Nunca apagues la luz: La amiga de mama

Apadrinado por el maestro del terror James Wan (Expediente Warren: El caso Enfield) nos llega Nunca apagues la luz, el debut en la gran pantalla del famoso cortometrajista David F. Sandberg. Basado en su aterrador cortometraje Lights Out, Sandberg demuestra con Nunca apagues la luz que conoce las reglas del juego, y se postula como un valor a tener en cuenta en un futuro cercano. Teresa Palmer (Point break: Sin límites), Maria Bello (La quinta ola), y el niño Gabriel Bateman (Annabelle) son el trio protagonista que huyen de la oscuridad.

Gabriel Bateman y Teresa Palmer en Nunca apagues la luz

Gabriel Bateman y Teresa Palmer en Nunca apagues la luz

Una inquietante presencia acecha a una familia desestructurada. Curiosamente esta figura solo ataca cuando no hay luz. Esta es la premisa de Nunca apagues la luz, un guion interesante pero con bastantes recursos turbios de guion, y varias lagunas argumentales para rellenar en futuras secuelas. Eso si, se agradece que vaya como un tiro y que al final no encontremos la típica coda con la criatura asustando al publico y dando pie a una secuela inminente. Aquí la cinta acaba y punto. Se ha anunciado una secuela, pero será para dar respuestas a esas lagunas que comentábamos. El guion de Eric Heisserer (Destino final 5) tiene referencias a cintas como The ring o la reciente Babadook, aunque sin llegar a la maestría de esta ultima. Es una historia muy simple y bastante comercial.

Sandberg no llega a la majestuosidad de Wan, pero apunta muy buenas maneras. Los sustos están muy bien preparados y en muchos de ellos el sonido juega un factor fundamental, pues gracias al ruido de los focos, luces, fluorescentes… Sandberg consigue que nuestro cuerpo este en tensión constante. Un maravilloso arranque y la primera noche en la casa de la hermana son secuencias que así lo demuestran.
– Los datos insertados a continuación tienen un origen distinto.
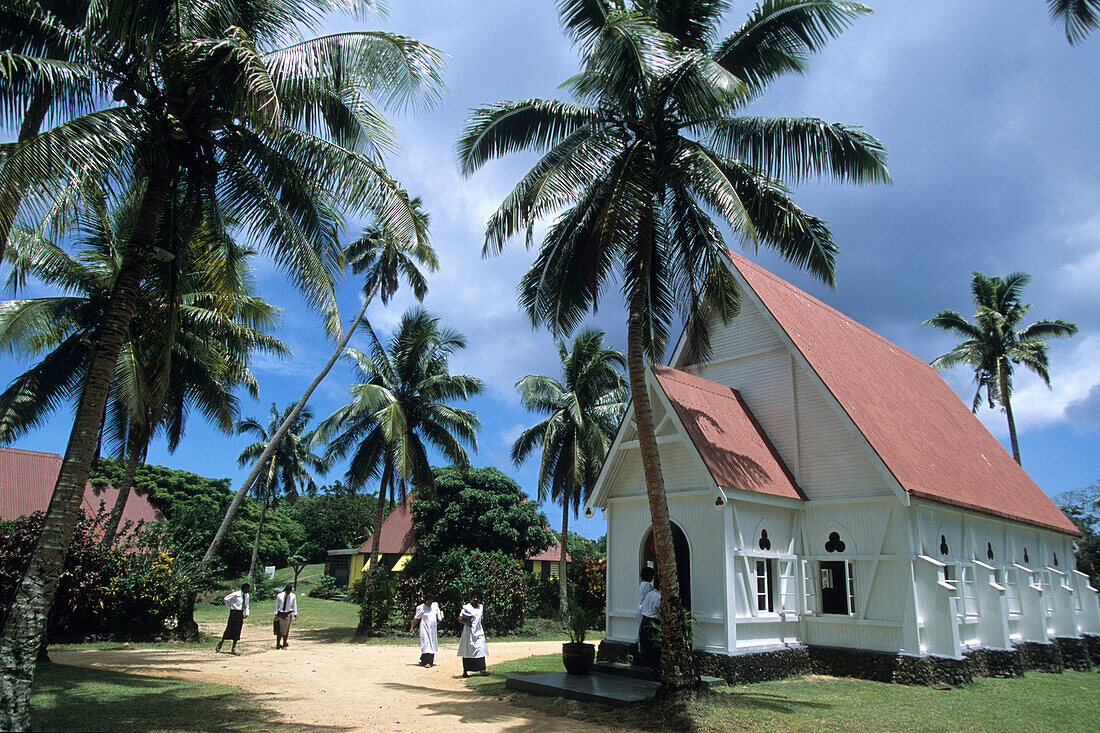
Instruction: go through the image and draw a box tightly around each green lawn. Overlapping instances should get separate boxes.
[31,662,302,732]
[467,654,1100,732]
También es de aplauso su clímax final que abarca casi 20 minutos de su reducido metraje (la cinta dura 81 minutos incluyendo el rodillo final de créditos).

Maria Bello en Nunca apagues la luz

Maria Bello en Nunca apagues la luz

El robaplanos de la función es Gabriel Bateman. Este niño tiene momentos que transmite una angustia con su mirada y con sus maneras de andar, que consigue acongojar al publico. Palmer por su parte tiene un brillo en los ojos que conjuga estupendamente con los momentos más oscuros de la cinta, logra que nos inquietemos en más de un momento. Por otra parte Bello esta algo floja en esta cinta, debería haber apretado más y haber sido otro de los pilares de los sustos, ya que la actriz ha demostrado en otras películas tener una mirada turbadora. También sorprende que la presencia extraña no este interpretada por el español Javier Botet (El renacido), “alma mater” de este tipo de criaturas. Aquí toma la alternativa Alicia Vela-Bailey (Agentes de SHIELD), una doble de acción que esta reciclándose en actriz. Mención especial para el cameo al arrancar la cinta de Lotta Losten, protagonista del corto que dio origen a la película.

En resumen, Nunca apagues la luz es un producto divertido y entretenido que no da tregua al espectador. Es una digna opera prima en lo que a genero de terror se refiere, una interesante carta de presentación de un director a tener en cuenta. Seguro que más de uno duerme a partir de ahora con una luz encendida en su casa.

Lo mejor: Su ritmo, sus sustos y Gabriel Bateman.

Lo peor: Un guion efectivo pero con muchas trampas y lagunas.